六石ゴルフ倶楽部(三重県)令和8年9月1日民事再生法申請
- 2026.09.03 お知らせニュース
預託金償還問題と会計不正で負債は預託金が大半で約56億円、スポンサーはリソル
六石ゴルフ倶楽部を経営する㈱六石ゴルフ倶楽部(本社=コースと同)が9月1日に東京地裁へ民事再生手続開始の申立てを行い、同日、弁済禁止の保全命令を受けた。
代理人弁護士によると、負債総額は約56億円で債権者数は約1900名。会員の預託金が53億7千万円を占める。

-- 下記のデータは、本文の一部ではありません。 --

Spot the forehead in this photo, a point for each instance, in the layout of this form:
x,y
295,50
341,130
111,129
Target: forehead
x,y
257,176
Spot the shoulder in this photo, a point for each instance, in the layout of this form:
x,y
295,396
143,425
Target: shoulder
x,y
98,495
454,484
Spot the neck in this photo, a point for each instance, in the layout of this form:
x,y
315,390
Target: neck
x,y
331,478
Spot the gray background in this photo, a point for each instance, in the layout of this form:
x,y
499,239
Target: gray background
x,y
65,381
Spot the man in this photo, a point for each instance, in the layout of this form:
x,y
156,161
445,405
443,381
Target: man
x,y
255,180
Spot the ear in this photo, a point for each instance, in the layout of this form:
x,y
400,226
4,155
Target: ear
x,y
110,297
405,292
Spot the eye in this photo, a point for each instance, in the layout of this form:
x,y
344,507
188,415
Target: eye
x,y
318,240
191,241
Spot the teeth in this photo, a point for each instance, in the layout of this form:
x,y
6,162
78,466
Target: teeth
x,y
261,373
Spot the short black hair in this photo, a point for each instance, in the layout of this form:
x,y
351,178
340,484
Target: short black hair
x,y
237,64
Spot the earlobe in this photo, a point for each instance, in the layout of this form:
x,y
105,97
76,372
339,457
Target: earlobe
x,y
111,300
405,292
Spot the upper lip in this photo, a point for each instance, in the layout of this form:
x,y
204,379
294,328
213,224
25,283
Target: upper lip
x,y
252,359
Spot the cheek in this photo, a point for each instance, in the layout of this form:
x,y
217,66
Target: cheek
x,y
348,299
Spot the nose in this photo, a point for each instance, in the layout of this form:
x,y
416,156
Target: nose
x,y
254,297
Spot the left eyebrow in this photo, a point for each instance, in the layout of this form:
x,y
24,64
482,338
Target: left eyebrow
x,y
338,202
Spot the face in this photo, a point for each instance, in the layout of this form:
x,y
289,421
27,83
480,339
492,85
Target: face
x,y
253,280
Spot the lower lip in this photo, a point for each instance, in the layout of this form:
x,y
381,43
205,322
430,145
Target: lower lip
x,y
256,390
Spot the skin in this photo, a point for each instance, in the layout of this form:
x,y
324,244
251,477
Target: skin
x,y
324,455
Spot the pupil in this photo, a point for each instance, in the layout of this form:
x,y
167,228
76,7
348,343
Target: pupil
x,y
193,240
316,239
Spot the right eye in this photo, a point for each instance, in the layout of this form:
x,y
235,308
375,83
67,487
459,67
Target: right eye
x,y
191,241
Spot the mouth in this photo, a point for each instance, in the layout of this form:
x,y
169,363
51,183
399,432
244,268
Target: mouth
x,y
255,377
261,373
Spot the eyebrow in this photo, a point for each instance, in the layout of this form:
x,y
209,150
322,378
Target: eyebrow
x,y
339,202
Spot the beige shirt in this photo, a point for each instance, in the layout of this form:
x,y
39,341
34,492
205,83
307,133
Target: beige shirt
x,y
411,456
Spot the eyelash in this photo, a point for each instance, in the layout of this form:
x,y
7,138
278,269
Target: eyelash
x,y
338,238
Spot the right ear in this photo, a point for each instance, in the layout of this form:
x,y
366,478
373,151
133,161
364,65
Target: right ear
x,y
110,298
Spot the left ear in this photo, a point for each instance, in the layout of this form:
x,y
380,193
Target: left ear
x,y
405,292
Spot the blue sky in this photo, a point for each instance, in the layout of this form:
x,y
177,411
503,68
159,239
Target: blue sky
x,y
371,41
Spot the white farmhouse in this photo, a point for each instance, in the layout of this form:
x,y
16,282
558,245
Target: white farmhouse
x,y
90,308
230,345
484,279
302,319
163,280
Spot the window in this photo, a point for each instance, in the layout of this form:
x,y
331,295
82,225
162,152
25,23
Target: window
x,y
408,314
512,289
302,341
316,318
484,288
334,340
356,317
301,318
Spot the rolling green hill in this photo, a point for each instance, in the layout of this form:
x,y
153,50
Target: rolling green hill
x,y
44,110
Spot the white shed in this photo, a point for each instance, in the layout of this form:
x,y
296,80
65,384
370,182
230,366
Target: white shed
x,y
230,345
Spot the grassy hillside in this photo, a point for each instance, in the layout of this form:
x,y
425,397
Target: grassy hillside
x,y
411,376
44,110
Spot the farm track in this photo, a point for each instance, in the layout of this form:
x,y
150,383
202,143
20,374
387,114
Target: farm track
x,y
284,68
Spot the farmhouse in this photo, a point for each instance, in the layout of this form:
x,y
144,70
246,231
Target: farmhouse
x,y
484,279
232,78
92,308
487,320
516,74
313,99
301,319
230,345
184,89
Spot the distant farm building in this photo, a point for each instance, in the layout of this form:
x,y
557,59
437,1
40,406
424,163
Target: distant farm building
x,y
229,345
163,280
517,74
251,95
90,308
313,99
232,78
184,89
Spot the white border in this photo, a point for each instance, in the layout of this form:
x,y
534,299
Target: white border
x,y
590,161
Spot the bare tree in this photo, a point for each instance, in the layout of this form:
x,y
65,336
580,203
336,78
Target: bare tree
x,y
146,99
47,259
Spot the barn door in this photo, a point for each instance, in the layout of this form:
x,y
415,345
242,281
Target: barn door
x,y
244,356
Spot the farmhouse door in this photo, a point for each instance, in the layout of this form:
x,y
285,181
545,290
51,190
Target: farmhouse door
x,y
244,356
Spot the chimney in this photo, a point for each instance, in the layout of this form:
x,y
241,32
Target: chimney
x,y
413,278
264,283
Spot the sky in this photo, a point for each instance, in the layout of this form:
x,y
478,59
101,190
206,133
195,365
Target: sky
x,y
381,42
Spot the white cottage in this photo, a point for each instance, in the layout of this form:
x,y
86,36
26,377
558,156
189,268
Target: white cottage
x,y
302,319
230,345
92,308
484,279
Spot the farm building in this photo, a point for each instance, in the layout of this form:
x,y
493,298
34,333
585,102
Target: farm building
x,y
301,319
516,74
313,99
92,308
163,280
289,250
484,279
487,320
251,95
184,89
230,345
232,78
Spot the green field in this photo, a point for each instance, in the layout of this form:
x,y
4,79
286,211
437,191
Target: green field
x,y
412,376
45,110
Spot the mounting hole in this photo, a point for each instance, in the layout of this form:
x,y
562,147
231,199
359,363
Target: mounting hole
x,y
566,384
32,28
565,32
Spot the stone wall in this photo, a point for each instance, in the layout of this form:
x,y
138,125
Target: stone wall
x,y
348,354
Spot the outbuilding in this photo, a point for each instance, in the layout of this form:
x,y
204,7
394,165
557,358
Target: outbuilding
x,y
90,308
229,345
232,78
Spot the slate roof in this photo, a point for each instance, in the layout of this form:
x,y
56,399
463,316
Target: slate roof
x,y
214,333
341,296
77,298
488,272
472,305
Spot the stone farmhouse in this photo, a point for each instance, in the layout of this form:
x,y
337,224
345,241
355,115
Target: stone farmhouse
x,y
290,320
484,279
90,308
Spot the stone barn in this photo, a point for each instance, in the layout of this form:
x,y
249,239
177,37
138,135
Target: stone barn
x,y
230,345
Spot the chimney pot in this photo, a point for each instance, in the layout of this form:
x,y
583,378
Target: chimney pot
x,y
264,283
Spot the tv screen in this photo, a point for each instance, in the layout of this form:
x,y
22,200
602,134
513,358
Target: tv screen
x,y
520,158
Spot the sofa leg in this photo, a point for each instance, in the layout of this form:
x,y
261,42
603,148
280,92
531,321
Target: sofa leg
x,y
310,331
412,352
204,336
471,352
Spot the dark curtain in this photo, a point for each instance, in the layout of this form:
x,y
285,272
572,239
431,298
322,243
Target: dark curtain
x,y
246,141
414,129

申立て要因は会員の預託金償還問題と、元支配人の不正事件に起因する修正申告による租税負担等による資金繰りの
破綻が原因としている。
また複数のスポンサー候補企業との協議を経て、東証プライム市場上場企業であり、グループで多数のゴルフ場及
びホテルを運営するリソルホールディングス㈱をスポンサーとして選定し、すでにスポンサー契約を締結済み。リソル社からは、申立費用の援助・運転資金についてのDIPファイナンス・再生債権者への配当原資の支援を受けて再建を目指す。裁判所への再生計画案提出期限は11月2日、再生計画案を問う債権者集会は12月16日に予定されている。同社は9月5日に柿安シティホール(桑名市民会館)にて債権者向けの説明会を開催する予定。今後は2027年1月中旬頃、再生計画において、既存株式を100%減資した上で、スポンサー側が新株を引き受ける増減資型の経営移譲を予定。申立人は、民事再生手続開始申立後もゴルフ場の営業を継続し、会員のプレー権は保護されるとしている。
元支配人の不正事件については、同社が6月29日に東海財務局長宛てに提出した第68期(2026年3月期)有価
証券報告書及び第68期訂正半期報告書にも記載されている。同事業年度中に従業員による不正行為が発覚し、外部
専門家を含む調査を実施。それによると、主に会員権の不正販売、預託金返還額の不正操作及び年会費の架空売上等
に起因する、会計上の売掛金及び預託金残高に訂正が必要であることが判明したという。
第68期は来場者数が2786名増加の5万1253名となり、売上高は5億10百万円で前年同期の4億98百万円より、2・5%増加したが、経常損益は296万3000円の損失となり、前年同期の198万7000円の経常利
益より、マイナス転換となった。ただし当期純利益は預かり預託金の修正により特別利益を計上したことにより、
882万円となっていた。従業員不正による修正損益の計上は13百万円ほどとなっていた。六石GCの今年2月末従
業員数は8名で、レストランやコース管理は委託運営していた。
ちなみに㈱六石GCは1958(昭和33)年設立で、株主会員制の桑名カントリー倶楽部(18ホール、桑名市)を
1960に開場。六石GCは同CCのメンバーが計画し、直営した。桑名CCの会員が株主の㈱桑名カントリー倶楽
部が、ゴルフ場施設を人格なき社団の会員組織である桑名カントリー倶楽部に賃貸する一方、預託金会員制の六石G
Cの保有・運営を行っていたが、2013年4月に新設分割でそれぞれの経営に分離していた。六石GCの親会社は
桑名CC会員が株主の㈱桑名カントリー倶楽部だが、今回の民事再生で経営交代することとなる。